We studied the impact of human (HM) and cow (CM) milk on the recovery of blood and bone marrow cells in malnourished mice. Results: both milks normalized serum albumin levels and improved thymus weight. HM was less effective than CM to increase body weight and serum transferrin levels. In contrast, HM was more effective than CM to increase the number of leukocytes and lymphocytes in peripheral blood. Both milks induced an increment in mitotic pool cells in bone marrow and α-naphthyl butyrate esterase positive cells in peripheral blood. They also normalized phagocytic function in blood neutrophils and oxidative burst in peritoneal cells. Conclusion: both milks were equally effective to exert favorable effects on the number of the bone marrow cells and the functions of the blood and peritoneal cells involved in immune response. However, only HM normalized the number of leukocytes and increased the number of neutrophils in peripheral blood.

Immunomodulatory and protective effect of probiotic Lactobacillus casei against Candida albicans infection in malnourished mice.

The effect of Lactobacillus casei CRL 431 (Lc), when administered as a supplement to a repletion diet, on the resistance of malnourished mice to Candida albicans infection was studied. Weaned mice were malnourished by being given a protein-free diet (PFD) for 21 days. The malnourished mice were then fed a balanced conventional diet (BCD) for 7 days or BCD for 7 days with supplemental Lc on days 6 and 7 (BCD+Lc). Malnourished (MNC) and well-nourished (WNC) mice were used as controls. At the end of the treatments the mice were infected intraperitoneally with C. albicans.
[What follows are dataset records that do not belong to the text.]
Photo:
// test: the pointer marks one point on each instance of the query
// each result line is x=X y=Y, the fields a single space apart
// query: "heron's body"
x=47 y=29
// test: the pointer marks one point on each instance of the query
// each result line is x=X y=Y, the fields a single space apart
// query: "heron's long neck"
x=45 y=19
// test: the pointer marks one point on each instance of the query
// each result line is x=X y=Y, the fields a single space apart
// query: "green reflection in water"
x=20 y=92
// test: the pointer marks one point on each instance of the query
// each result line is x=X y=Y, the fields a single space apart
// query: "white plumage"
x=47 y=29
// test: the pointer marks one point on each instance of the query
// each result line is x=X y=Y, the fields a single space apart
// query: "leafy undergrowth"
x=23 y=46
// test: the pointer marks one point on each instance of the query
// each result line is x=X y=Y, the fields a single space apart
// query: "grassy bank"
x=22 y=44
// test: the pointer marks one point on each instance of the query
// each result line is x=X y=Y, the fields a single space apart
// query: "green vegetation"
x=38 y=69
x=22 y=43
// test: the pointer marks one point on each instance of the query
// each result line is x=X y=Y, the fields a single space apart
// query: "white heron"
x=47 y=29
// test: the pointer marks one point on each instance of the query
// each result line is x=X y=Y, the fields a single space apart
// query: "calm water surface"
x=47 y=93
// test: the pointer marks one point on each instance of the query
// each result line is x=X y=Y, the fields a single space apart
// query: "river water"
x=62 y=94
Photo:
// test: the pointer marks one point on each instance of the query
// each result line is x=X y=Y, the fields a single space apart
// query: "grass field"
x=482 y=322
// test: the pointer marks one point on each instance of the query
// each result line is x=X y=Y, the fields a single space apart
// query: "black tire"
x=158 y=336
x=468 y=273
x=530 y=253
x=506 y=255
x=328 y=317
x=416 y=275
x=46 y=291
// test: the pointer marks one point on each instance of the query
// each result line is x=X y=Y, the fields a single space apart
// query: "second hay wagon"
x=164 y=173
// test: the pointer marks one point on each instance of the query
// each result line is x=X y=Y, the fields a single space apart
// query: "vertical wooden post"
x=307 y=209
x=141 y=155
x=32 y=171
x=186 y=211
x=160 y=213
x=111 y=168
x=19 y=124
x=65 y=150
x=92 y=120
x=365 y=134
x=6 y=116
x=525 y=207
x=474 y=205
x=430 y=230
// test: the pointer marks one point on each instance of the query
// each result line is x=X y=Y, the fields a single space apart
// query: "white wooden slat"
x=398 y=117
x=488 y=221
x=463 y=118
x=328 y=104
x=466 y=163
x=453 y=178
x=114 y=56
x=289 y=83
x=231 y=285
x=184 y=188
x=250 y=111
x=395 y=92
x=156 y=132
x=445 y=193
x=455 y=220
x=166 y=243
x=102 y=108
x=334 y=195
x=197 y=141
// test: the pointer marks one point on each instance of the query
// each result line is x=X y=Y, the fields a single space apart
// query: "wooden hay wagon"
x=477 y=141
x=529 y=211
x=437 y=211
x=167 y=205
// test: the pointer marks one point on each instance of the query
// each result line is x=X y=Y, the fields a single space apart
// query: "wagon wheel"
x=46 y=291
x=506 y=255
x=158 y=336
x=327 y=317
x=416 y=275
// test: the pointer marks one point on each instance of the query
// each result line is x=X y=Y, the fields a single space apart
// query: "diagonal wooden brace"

Animals that had received probiotics had improved survival and resistance against this infection compared to those in the BCD and MNC groups. The number and fungicidal activity of phagocytes, and the concentrations of tumor necrosis factor-α, interferon-γ and interleukin-6 (IL-6), increased in blood and infected tissues in all experimental groups, but MNC mice showed lower concentrations than those in the WNC group. BCD and BCD+Lc mice showed higher concentrations of these variables than those in the MNC group, but only the BCD+Lc group presented values similar to the WNC mice. Malnutrition also impaired the production of IL-17 and IL-10 in response to infection. Both repletion treatments normalized IL-17 concentrations, but IL-10 in the BCD+Lc group was significantly higher than in WNC mice. The addition of L. casei to the repletion diet normalized the immune response against C. albicans, allowing efficient recruitment and activation of phagocytes, as well as effective release of pro-inflammatory cytokines. In addition, probiotic treatment induced an increase in IL-10 concentrations, which would have helped to prevent damage caused by the inflammatory response.